Uscì nella notte parigina senza aggiungere altro, consapevole della presenza di David dietro di sé.
- Di qui. –
Improvvisamente, si sentì prendere per un gomito, una stretta leggera, ma decisa. – Ho lasciato il tuo autista nella via a fianco. Mi sentivo un attimo osservato ad andare in giro con quell’affare… io ho gusti più discreti. –
Mentre parlava, David spingeva Alex verso un vicoletto buio, sul fianco del ristorante.
Alex inarcò un sopracciglio. - Certo che ne hai di fantasia, tu… non amo i vicoli bui, David. –
Il cameriere appoggiò davanti a lui un bicchiere di birra e, dopo che Alex lo ebbe ringraziato con un cenno del capo, se ne andò, lasciandolo solo. Bevve un sorso della bevanda ambrata prima di riportare lo sguardo sulle persone che camminavano sugli Champ Elysee.
Distrattamente, prese il cellulare dalla tasca della giacca e, premendo un paio di tasti, sul display apparve un numero, seguito da un nome: David. Erano passate più di due settimane dal “party” a Monaco, ed ancora non lo aveva chiamato.
“Due settimane,” pensò,
Schiacciò il tasto di chiamata, bene, il telefono squillava libero.

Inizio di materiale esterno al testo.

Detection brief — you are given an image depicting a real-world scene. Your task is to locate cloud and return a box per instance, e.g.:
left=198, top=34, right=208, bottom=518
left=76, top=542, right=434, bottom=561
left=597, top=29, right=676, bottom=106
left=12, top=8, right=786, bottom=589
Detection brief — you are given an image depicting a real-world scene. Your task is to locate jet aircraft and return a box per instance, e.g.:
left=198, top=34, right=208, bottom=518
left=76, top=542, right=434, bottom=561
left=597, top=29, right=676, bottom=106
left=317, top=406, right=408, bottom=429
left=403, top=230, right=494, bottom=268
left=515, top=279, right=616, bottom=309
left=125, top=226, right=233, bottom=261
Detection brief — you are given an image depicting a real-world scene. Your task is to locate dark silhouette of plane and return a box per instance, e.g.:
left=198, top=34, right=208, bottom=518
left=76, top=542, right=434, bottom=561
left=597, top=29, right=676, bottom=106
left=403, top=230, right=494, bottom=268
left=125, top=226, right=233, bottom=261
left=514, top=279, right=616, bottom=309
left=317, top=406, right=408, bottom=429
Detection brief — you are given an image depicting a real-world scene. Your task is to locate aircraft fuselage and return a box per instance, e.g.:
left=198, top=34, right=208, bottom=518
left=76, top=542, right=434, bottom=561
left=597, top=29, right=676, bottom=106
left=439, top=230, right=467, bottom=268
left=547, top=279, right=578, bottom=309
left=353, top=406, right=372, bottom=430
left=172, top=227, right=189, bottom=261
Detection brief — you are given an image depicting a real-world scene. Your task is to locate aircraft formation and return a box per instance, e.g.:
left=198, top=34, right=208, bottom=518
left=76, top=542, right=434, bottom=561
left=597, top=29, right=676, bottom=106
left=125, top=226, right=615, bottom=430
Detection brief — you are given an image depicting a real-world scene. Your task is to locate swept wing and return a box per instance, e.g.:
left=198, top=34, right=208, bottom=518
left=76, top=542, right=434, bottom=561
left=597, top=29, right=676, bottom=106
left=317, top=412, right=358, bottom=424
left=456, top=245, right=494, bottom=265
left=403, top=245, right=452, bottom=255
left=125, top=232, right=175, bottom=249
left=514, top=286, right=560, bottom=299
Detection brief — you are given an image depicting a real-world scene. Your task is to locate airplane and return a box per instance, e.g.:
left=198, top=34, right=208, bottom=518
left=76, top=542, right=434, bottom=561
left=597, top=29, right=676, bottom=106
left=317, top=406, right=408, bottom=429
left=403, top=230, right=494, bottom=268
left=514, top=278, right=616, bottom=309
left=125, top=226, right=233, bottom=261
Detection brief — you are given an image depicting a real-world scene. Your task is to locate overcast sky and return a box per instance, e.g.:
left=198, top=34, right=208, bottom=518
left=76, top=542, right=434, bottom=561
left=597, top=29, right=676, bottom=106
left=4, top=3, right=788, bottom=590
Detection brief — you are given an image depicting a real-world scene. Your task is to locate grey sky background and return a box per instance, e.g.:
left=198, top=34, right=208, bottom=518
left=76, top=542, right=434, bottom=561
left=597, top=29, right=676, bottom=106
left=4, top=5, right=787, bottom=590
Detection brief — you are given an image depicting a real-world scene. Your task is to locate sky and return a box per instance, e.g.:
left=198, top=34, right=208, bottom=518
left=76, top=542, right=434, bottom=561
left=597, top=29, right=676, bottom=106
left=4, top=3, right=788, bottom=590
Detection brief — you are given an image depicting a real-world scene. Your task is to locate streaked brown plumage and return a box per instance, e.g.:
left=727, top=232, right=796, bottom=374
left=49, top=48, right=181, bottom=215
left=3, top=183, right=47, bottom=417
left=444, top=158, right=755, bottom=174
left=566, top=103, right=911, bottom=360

Dopo pochi secondi, si sentì un click sommesso, poi la voce calma di David filtrò attraverso l’apparecchio.
– Sì? -
- Buon giorno, Signor West, – rispose prontamente Alex.
- Alex. Ciao. –
Non c’era la minima sorpresa nel tono di David, né niente d’altro. Era come se si fossero sentiti solo la sera prima. – Che piacere. -
Alex sorrise e prese una sigaretta dal pacchetto sul tavolo. - Il piacere è tutto mio. Come stai? –
- Sto prendendo il sole in piscina, mentre aspetto che Franz mi porti da bere. Direi che sto benissimo. -
- Una vita molto impegnata, mio caro, mi raccomando di non stancarti troppo. -
- Faccio il possibile. E tu? -
Alex non riuscì a trattenere una risata alla riposta di David. – Io sto bene. -
- Buono. Allora, a cosa devo il piacere? Ti sei stufato di mangiare marmellata sul pane e vuoi provarla su qualcosa d’altro, o avevi solo nostalgia della mia voce? -
Alex alzò gli occhi al cielo, scuotendo la testa. - Entrambe le cose, direi, anche se più della tua voce, ho nostalgia dei tuoi urli… -
Una risatina gli arrivò all’orecchio, – … ad averlo saputo, ti avrei inciso un bel nastro. -
- Sarebbe stata un’idea, peccato non averci pensato prima. –
Doveva chiederglielo? No? Era troppo? Sbuffò, cercando di riflettere, ma ancora non aveva ben deciso cosa fare; in fin dei conti non gli costava nulla parlare ancora un po’ con lui, poteva decidere nel frattempo.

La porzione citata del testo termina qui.